VanDam is a disappointed that Canadian waters are off limits, but says there’s still plenty of water to fish.

“That’s going to be a factor since so many productive areas are in Canada,” he said. “It really shrinks what we can fish, but there’s still a huge section of water to cover.”

VanDam predicts that a large variety of tactics will work during the event.

“You’ll see guys finesse fishing for smallmouth and some power fishing for them,” he said. “Others will be flipping and frogging for largemouth. It’ll truly be an event where guys can fish their strengths. Nobody in the field should be disappointed because you can do whatever you want to here, and the fishing should be excellent.”

The St. Lawrence summertime fishery is all about deeper water, but the shallow shoals of this Great Lakes tributary will be in play this week. Photo by Christopher Shangle

Expect Big Catch Totals

Pine Bush, New York angler AJ Slegona has competed multiple times on the St. Lawrence River and Thousand Islands at both the Toyota Series and Phoenix Bass Fishing League level. A quick glance at tournament results on the fishery for the last several years shows his name constantly near the top of the leaderboard.

Slegona finished third in the 2019 Toyota Series stop on the St. Lawrence, but that was in September of that year. As is the case with the Bass Pro Tour field, most of his fishing on big river occurs much deeper into the summer than this week’s event.

“This is pretty early in the year, and I believe it’s going to be dominated by fishing shallow,” he said. “They should still be bedding like crazy and there’ll be plenty of fish cruising the shallows.”

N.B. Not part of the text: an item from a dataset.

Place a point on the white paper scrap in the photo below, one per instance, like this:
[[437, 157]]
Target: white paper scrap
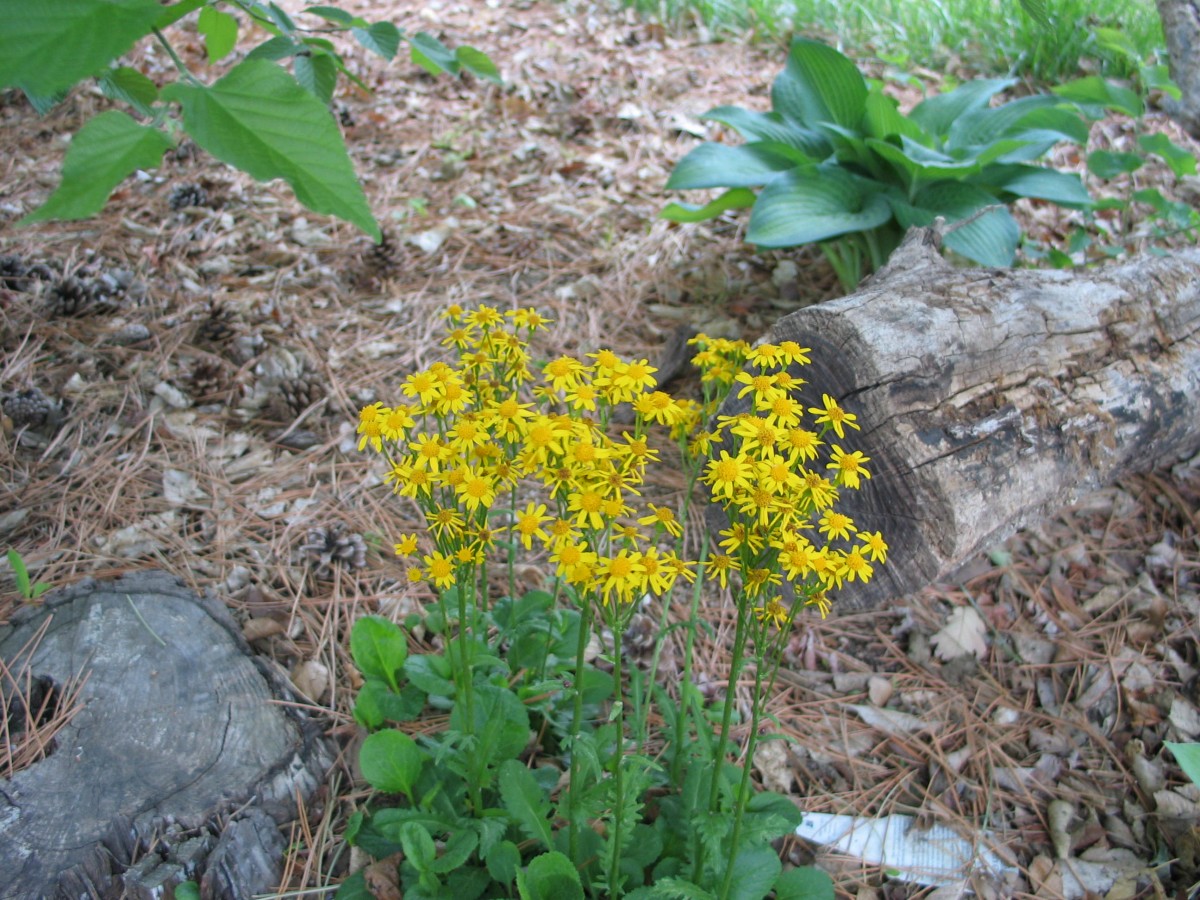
[[937, 855]]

Slegona says that fish group up in big schools in deeper water in the summer – this is the best way to win in the warmer months, but it’s also a well-known pattern that attracts crowds.

“There are only so many areas to fish out deep in the summer, but (for Stage Five), every fish in the river will be near the bank, which will spread the field out more evenly,”

The St. Lawrence is deservedly known as a “bucket list” smallmouth fishery and they will surely be a big portion of the bass caught, but Slegona agrees with VanDam that largemouth will play a role in Stage Five’s outcome.

“I’ve never targeted largemouth there in a tournament because it’s always a five-fish format and the largemouth just aren’t big enough,” he said. “But, there are tons of 2- to 3-pound largemouth in the river. Guys fishing with 65-pound braid will be able to land them much faster than messing around trying to land a smallmouth on 6-pound test. That’s something to watch this week because efficiency is so important on the Bass Pro Tour.”

Even with all of the added national attention from bass anglers over the past several years, Slegona still thinks the next six days on the St. Lawrence are shaping up to be a slugfest.

“That river has been getting way more pressure (in recent years), but it still has so many fish in it,” he said. “You’ll see guys catching them sight fishing, throwing hair jigs, spybaits, and a spinnerbait up shallow. It’s still the best smallmouth bass fishery in the world.”